Geithner abandoned his previously restrained approach to bluntly warn China it must let the yuan rise in value against the dollar to end trade distortions.
Facing November elections shaped by voter anger at the sour economy, US lawmakers are weighing bills that would slap sanctions on Chinese goods, amid accusations that Beijing keeps its currency — and thereby its exports — artificially cheap.
“It is past time for China to move” Geithner said, listing currency and other trade distortions as “core objectives” with China.
The US Treasury has consistently avoided labeling China a currency manipulator in its semi-annual reports to Congress — a move which could set in motion a process for retaliation — but has maintained that the yuan is undervalued.
The issue appeared to have been defused in June when China pledged in June to let the yuan trade more freely against the dollar, but Geithner has reiterated that he is still not satisfied with Beijing’s moves to loosen its grip on the currency.
Despite the “important” pledge, Geithner said the Chinese currency’s value was “essentially” unchanged in the last two years.
“China has continued to intervene in the exchange markets on a very substantial scale to limit the upward pressure of market forces on the Chinese currency.”
Since then, it has appreciated about 1.6 percent against the greenback and traded at 6.7181, its highest level since June, on Wednesday.
China on Thursday warned outside pressure on Beijing to change its currency regime would be counterproductive.
“The appreciation of the renminbi cannot solve the US trade deficit against China and it cannot solve the US domestic unemployment issue,” foreign ministry spokeswoman Jiang Yu told reporters.
“The issues in China and US economic relations and trade should be properly solved through consultations on an equal footing.

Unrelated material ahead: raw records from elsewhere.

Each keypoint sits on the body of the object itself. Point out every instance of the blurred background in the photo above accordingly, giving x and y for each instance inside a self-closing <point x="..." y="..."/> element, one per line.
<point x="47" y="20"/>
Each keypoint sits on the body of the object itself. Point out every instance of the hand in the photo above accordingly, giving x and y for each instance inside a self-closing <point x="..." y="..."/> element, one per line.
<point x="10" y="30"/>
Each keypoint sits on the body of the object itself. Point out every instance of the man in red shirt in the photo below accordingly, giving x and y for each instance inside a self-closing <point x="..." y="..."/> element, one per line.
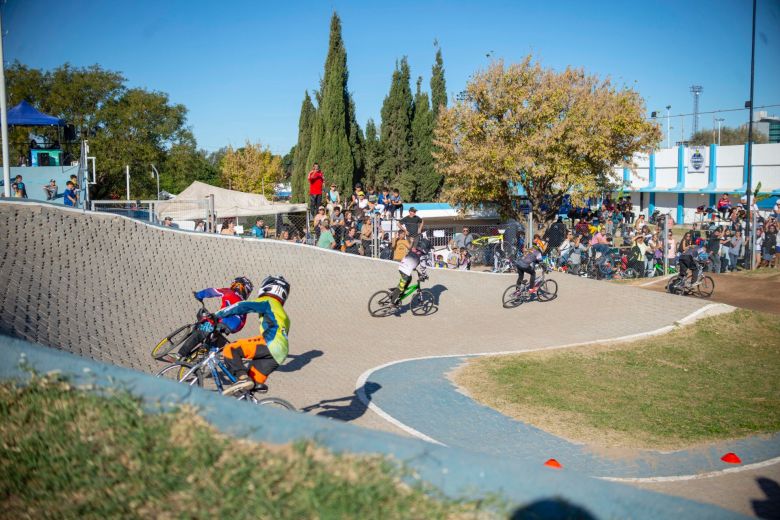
<point x="315" y="187"/>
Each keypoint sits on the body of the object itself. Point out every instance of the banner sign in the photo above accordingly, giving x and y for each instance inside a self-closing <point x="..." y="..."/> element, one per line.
<point x="696" y="159"/>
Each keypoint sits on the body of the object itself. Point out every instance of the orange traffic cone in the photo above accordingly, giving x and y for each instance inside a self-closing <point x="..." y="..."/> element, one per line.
<point x="731" y="458"/>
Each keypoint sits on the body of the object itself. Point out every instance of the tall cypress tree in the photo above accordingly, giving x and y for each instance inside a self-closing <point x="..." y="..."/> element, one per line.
<point x="372" y="157"/>
<point x="396" y="133"/>
<point x="300" y="166"/>
<point x="427" y="181"/>
<point x="438" y="85"/>
<point x="330" y="143"/>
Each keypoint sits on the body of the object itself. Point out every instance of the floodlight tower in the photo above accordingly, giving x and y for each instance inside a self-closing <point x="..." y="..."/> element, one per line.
<point x="696" y="91"/>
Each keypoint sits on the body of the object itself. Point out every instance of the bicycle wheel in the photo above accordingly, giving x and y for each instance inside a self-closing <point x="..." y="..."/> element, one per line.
<point x="182" y="373"/>
<point x="512" y="297"/>
<point x="423" y="303"/>
<point x="547" y="291"/>
<point x="706" y="287"/>
<point x="171" y="341"/>
<point x="380" y="304"/>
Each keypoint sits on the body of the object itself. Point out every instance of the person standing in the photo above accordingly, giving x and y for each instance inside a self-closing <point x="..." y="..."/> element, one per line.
<point x="315" y="187"/>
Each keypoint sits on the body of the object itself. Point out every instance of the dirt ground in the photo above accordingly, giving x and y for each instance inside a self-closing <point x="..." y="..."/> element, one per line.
<point x="758" y="291"/>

Exerting pressure cannot solve the issue. Rather, it may lead to the contrary.”
Despite his harsh warnings Geithner also tried to put the currency dispute in the context of a wider and mutually beneficial trade relationship with the fast-emerging economic super-power.
Boosting trade with China is seen as vital to President Barack Obama’s goal of doubling exports in five years.
“We have very significant economic interests in our relationship with China,” Geithner said.
The US exports to China have tallied more than 53 billion dollars since the beginning of this year.
But trade tensions with China were ratcheted up another notch on Wednesday when Washington called on the WTO to probe unfair Chinese trade practices.
The United States is accusing China of unfair treatment of US steel and electronic payment providers, the first step toward sanctions.